Working out EMF and internal resistance

[PhysStudent81]

Homework Statement

Power supply of EMF = E and internal resistance of R. Need E and R.
This is connected to resistor of 10'000 Ohm. The current drawn from the power supply is 0.91A.
A voltmeter of internal resistance 10'000 Ohm is connected in parallel to the resistor. The voltmeter reads 8.3 Volts.

Original question (number 2) can be found here:

https://www.dropbox.com/s/n842i3ojnanhtxc/2013-01-13 14.37.43.jpg

Homework Equations

V = IR and Terminal PD = E - IR, presumably.

The Attempt at a Solution

Overall plan: Use the two situations to set up two simultaneous equations, then solve for E and R.
I'm assuming the questions is saying that the drawing of the current was independent of connecting the voltmeter.

From 1st part:

V = IR,
R = 10'000 Ohm
I = 0.91A
So V = 9'100 V
V = terminal PD so:
9'100 = E - 0.91×R (Call this 1)

From 2nd part:

Total resistance of Voltmeter and resistor is:

1/10000 + 1/10000 = 1/5000 so R_tot = 5000 Ohm.

Voltage measured is terminal voltage (8.3V)

Current is I = V/R = 8.3/5000 = (C 0.00166 A

So:

8.3 = E - 0.00166×R (Call this 2).

HOWEVER: combining 1 and 2 gives a negative internal resistance!

Any ideas what I've done wrong?
Thanks guys!

 

[gneill]

Homework Statement

Power supply of EMF = E and internal resistance of R. Need E and R.
This is connected to resistor of 10'000 Ohm. The current drawn from the power supply is 0.91A.
A voltmeter of internal resistance 10'000 Ohm is connected in parallel to the resistor. The voltmeter reads 8.3 Volts.

Original question (number 2) can be found here:

https://www.dropbox.com/s/n842i3ojnanhtxc/2013-01-13 14.37.43.jpg

Homework Equations

V = IR and Terminal PD = E - IR, presumably.

The Attempt at a Solution

Overall plan: Use the two situations to set up two simultaneous equations, then solve for E and R.
I'm assuming the questions is saying that the drawing of the current was independent of connecting the voltmeter.

From 1st part:

V = IR,
R = 10'000 Ohm
I = 0.91A
So V = 9'100 V
V = terminal PD so:
9'100 = E - 0.91×R (Call this 1)

From 2nd part:

Total resistance of Voltmeter and resistor is:

1/10000 + 1/10000 = 1/5000 so R_tot = 5000 Ohm.
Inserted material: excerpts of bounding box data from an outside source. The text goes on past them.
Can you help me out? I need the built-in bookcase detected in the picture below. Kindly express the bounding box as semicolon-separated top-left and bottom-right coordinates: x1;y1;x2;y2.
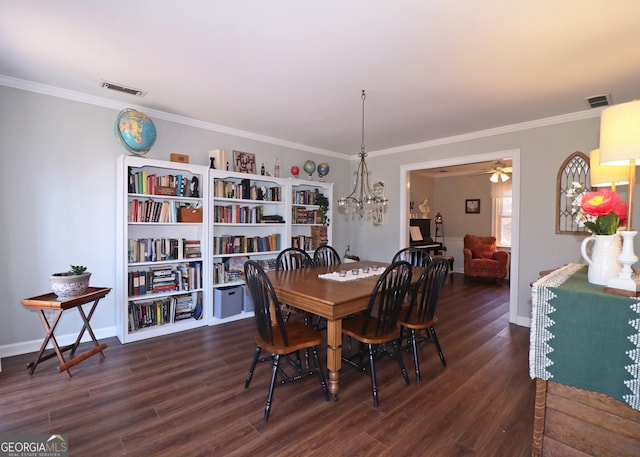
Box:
209;169;290;298
115;156;333;343
116;156;211;343
290;179;333;255
209;169;333;322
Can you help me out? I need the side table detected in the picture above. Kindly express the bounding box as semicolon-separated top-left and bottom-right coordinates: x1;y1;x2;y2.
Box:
22;287;111;377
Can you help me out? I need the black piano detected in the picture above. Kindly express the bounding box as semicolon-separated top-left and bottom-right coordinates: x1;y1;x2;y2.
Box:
409;219;443;254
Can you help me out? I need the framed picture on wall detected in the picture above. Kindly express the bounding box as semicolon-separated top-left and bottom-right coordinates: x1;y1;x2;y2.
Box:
464;198;480;214
233;151;256;175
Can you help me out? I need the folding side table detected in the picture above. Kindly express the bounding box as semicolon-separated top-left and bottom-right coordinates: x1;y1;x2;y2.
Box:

Voltage measured is terminal voltage (8.3V)

Current is I = V/R = 8.3/5000 = (C 0.00166 A

So:

8.3 = E - 0.00166×R (Call this 2).

HOWEVER: combining 1 and 2 gives a negative internal resistance!

Any ideas what I've done wrong?



Thanks guys!

I note that they refer to it as "A power supply" and not a battery. Depending upon the complexity of the power supply and its ultimate purpose, it is possible that it will exhibit a negative internal resistance. This sort of thing is achievable with active components (amplifiers).

 

[TSny]

The potential difference across a 10 kΩ resistor carrying 0.91A would be 9100 V. I wonder if there's a typo in the book. Maybe the current was meant to be stated as .91 mA. Hard to say.

 

[PhysStudent81]

Ok thanks both of you.
I wanted to check whether I was missing something but I wasn't. It was a typo - setting the first current to 0.91mA gives the answer in the back of the book.